否、ウィルフレッドだけではない。謁見の間にいる者達全員が、何が起きたのか全く理解出来ないでいた。
なんとなくだが、わかっているのは、目の前にいる美少女を思わせる顔立ちの少年にいきなり質問されて、それが終わったと思ったら、これまたいきなり態度がガラリと変わって、暴言らしきものを吐かれた上に左頬に殴られたかの様な衝撃を受けた事だけだった。現在、その少年を除いた者達は皆、左頬をさすっていた。
「あ、すみません。言い方間違えました」
その少年、春風の謝罪に、ハッと我に返った人達。優しく微笑むその少年の態度に、全員、
(ああ、そうか。さっきのは気の所為だったんだ)
と考えて、ホッと胸を撫で下ろした。
だが、次の瞬間、
「きったねー仕事を異世界人の俺らに押しつけて、テメーらのんびりとおやつをムシャムシャ食ってるって事なんだよなぁ!?」
春風の暴言が、再び炸裂した。
そして、4秒の沈黙後、謁見の間にいる者達全員が、
『ゴフゥ! ガファア!』
吐血した。実際には血は吐いていないが、吐血した。しかも、2回も。さらに、左右の頬に謎の衝撃を受けるというおまけ付きだ。春風を除いた謁見の間にいる者達は、全員、左右の頬をさすり、春風は見ながらプルプルと震えた。
そんな状態の彼らを他所に、春風本人は、
(なんかさっきから煩いなぁ)
と、心の中で呟いた。
その時、
「オイ、どういうつもりだ!」
「ん?」
春風が声がした方に振り向くと、そこには涙目で左右の頬をさすりながら、イケメンらしからぬ怖い顔で睨みつける翔輝がいた。
「どうしたんだい前原君、お腹でも壊したのかなぁ?」
春風は惚けた態度でそう尋ねると、翔輝はますます怖い顔になって、
「白々しい事を言うな! さっきから何のつもりだ!? 僕達だけじゃなく、ウィルフレッド陛下達まで苦しめるなんて!」
と、怒りのままに春風を問い詰めた。
春風は幾つもの「?」を浮かべたが、すぐに真面目な表情になって、
「何を言ってるのかよくわからないなぁ。俺はただ、目の前にいる気に食わない連中に文句を言ってるだけなんだけど」
と答えた。
それが、翔輝の怒りをさらに上げた。
「文句だって!? 彼らはただ、この世界を救う為に神様の命令に従って僕達を召喚しただけだ! それの何が気に食わないっていうんだ!?」
と、怒りのままに喚く翔輝。それに続くように、クラスメイトの何人かが春風を睨みつけた。

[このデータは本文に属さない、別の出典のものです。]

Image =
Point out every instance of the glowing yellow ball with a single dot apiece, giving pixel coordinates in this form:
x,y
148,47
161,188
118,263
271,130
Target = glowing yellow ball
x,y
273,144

春風は「ハァ」と溜め息を吐くと、優しく微笑んで口を開いた。
「『神様の命令』ねぇ。ま、確かに、今は世界滅亡の危機だ。世界を見守る『神様』としては、そんなの黙って見過ごすわけないだろうし、その『神様』の命令とあれば、信じて従ってしまうのも当たり前でしょうねぇ」
穏やかな表情でそんな事を言う春風に、謁見の間にいる者達全員が、まるで天国にいるような気分になった。
しかし、次の春風の言葉によって、彼らは皆、容赦なく地獄へ叩き落とされた。
「だが俺が信じてる『神様』は故郷である『地球』の『神様』達だけだぁ!」
そして、3度目になる4秒の沈黙後。
『ブオアッファアアアアアアアッ!』
彼らは、またしても吐血した。実際には血は吐いてないが、吐血した。さらに、今度は腹に強烈な一撃を喰らったかのような衝撃を受けて、全員、腹を押さえて苦しみだした。
そんな状態の彼らを見て、春風はうんざりした表情で言う。
「あのぉ、さっきから凄く煩いんですけど」
その言葉を聞いて、苦しんでいる者達は皆心の中で叫んだ。
(お前の所為だろうがぁあああああああっ!)
そんな事を知らない春風は、「やれやれ」と小さく呟くと、今も苦しんでいるウィルフレッドに向き直った。
「さて、ウィルフレッド陛下。俺は今、あなたにお願いしたい事があります」
「お、お願いしたい事……だと?」
腹を押さえて苦しみながら聞くウィルフレッドを前に、春風は自分がいる場所を指さすと、
「ここ、出て行く許可をください」
と、笑顔でそう言うのだった。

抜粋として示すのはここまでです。